Now I know what some of you will say. They can do those three things above and keep the place packed. You may not be wrong about that and I'm sure that is what the casino mgmt is thinking in regards to those changes. But it has to take a toll at least a little bit on their customer base. I, for one, have started giving them less action and not staying there as often. There must be others.
I was an AP back in the "golden era of VP"--the 90s and the 00s. But I was late to the party, as I really didn't start doing that in earnest until 2003, at which time opportunities were already starting to dry up. We were starting to see absolute freakouts by many casinos about ,25 FPDW players. They were TERRIFIED that maybe the card counter era was coming back, or something. They went full nutso, surveiling VP players, canceling players' club cards left and right without warning--the El Co and Orleans were notorious for that. If you played only on point multiplier days at Boyd, Stations, et al., your players' club membership was no more.
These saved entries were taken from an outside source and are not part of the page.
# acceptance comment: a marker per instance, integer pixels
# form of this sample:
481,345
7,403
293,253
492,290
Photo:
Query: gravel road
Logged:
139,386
Most people aren't aware of this, but a well-known local pro named Slob Prancer was hired by the Orleans, and later, other casinos, to help them identify VP APs. Hundreds were identified and many were banned.
And all this effort--for what? For what? To stop people from playing a game that would net them $7 an hour if they played it fast and perfectly? It's quite reminiscent of when the casinos turned blackjack into shitjack because the bosses were seeing card counter ghosts underneath their beds.
The next group targeted was those who managed to show a profit from mailers and promos. The massive efforts to squelch that resulted in the alienation of thousands of ploppies for whom the bennies increased their paybacks from 90% to 91%. They got their monthly mailers with $5 free play and never came back.
So I'm saying, I totally agree with you. Let people win. Give them good deals. Some people may figure out a way to gain a modest advantage. Don't massacre everything that's a good deal just to stop those $7 an hour pillagers and looters.